PORTLAND, Maine — Kinder Morgan has halted plans for a new pipeline to deliver fracked natural gas from the Marcellus Shale into New England, where natural gas fuels most of the power generation.
Tennessee Gas, a Kinder Morgan subsidiary, said it has suspended work on the project because too few local gas companies signed on for capacity.
“As a result, there are currently neither sufficient volumes, nor a reasonable expectation of securing them, to proceed with the project as it is currently configured,” the company said in a statement.
The 188-mile project was designed to deliver up to 1.3 billion cubic feet of natural gas per day into New England and Canada, according to the company’s website.
Tennessee Gas was one of three firms hoping to get money from Maine ratepayers to support expanded natural gas capacity into the region, using a provision in a sweeping energy bill the Legislature approved in 2013.
The company said the failure of other states to pass similar rules allowing electric companies to enter binding contracts with pipeline developers was part of the reason it curtailed work on the Northeast Energy Direct line.
The law passed in Maine gave utility regulators authority to have power companies enter long-term contracts for natural gas pipeline capacity. The utilities could then recover the cost of those contracts from ratepayers with the idea that increased natural gas capacity would benefit ratepayers by cutting electricity costs in the long-run.
The Tennessee Gas project was the only proposal before Maine regulators that called for constructing a new pipeline. Gov. Paul LePage urged federal regulators in a letter in February to ” expeditiously move forward” in reviewing the plan.
LePage, who has pushed generally for expanded natural gas pipeline capacity, said in a 2014 interview he supported committing ratepayer funds to a competing pipeline expansion from Spectra Energy, using the authority in the 2013 bill.
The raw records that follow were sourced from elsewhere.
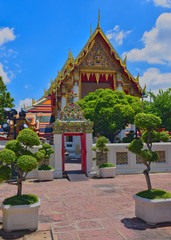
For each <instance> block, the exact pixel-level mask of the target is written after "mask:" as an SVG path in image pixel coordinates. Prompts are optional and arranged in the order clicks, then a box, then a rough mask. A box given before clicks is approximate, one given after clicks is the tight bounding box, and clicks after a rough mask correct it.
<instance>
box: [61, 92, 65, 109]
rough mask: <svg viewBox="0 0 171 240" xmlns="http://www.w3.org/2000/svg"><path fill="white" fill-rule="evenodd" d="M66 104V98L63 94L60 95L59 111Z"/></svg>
mask: <svg viewBox="0 0 171 240" xmlns="http://www.w3.org/2000/svg"><path fill="white" fill-rule="evenodd" d="M65 106H66V98H65V97H64V96H62V97H61V111H62V110H63V109H64V107H65Z"/></svg>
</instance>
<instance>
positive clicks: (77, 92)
mask: <svg viewBox="0 0 171 240" xmlns="http://www.w3.org/2000/svg"><path fill="white" fill-rule="evenodd" d="M73 92H74V93H76V94H77V96H78V97H76V98H74V102H77V101H78V100H79V86H78V83H77V82H75V83H74V86H73Z"/></svg>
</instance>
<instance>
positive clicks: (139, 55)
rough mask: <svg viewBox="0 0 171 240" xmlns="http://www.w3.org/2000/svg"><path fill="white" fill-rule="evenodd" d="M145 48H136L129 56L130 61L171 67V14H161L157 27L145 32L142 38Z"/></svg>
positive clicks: (124, 53) (163, 13)
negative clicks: (137, 61)
mask: <svg viewBox="0 0 171 240" xmlns="http://www.w3.org/2000/svg"><path fill="white" fill-rule="evenodd" d="M142 41H143V43H144V45H145V46H144V48H142V49H137V48H134V49H132V50H131V51H130V52H127V53H123V56H125V54H126V55H127V58H128V60H129V61H132V62H134V61H146V62H148V63H158V64H168V65H171V47H170V43H171V13H163V14H161V15H160V16H159V17H158V19H157V21H156V26H155V27H154V28H152V29H151V31H149V32H147V31H146V32H145V33H144V35H143V38H142Z"/></svg>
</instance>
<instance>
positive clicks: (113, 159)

Regulators determined in 2014 that likely would not be worth ratepayer money but have continued to evaluate the costs and benefits of individual pipeline proposals, including the one from Tennessee Gas.
The region depends highly on natural gas for generating electricity, as nuclear and other generators retire. That dependency in recent years led to spikes in electricity prices, as pipeline capacity was not able to meet peak power demands. The past mild winter was an exception, when imports of liquefied natural gas and mild weather curbed price spikes, according to the Energy Information Administration.
The Boston Globe reported environmental groups long opposed to the project cheered the announcement Wednesday.
Kinder Morgan said that although it’s suspended work on its Northeast Energy Direct project, it “remains committed to meeting the critical need for constructing additional natural gas infrastructure in the region” and will continue to explore alternatives to supply local gas utilities, such as Bangor Gas and Unitil.
The company said in earnings statements Wednesday that the decision made up the bulk of its $1.3 billion cutback in capital project spending for 2016, down to $2.9 billion.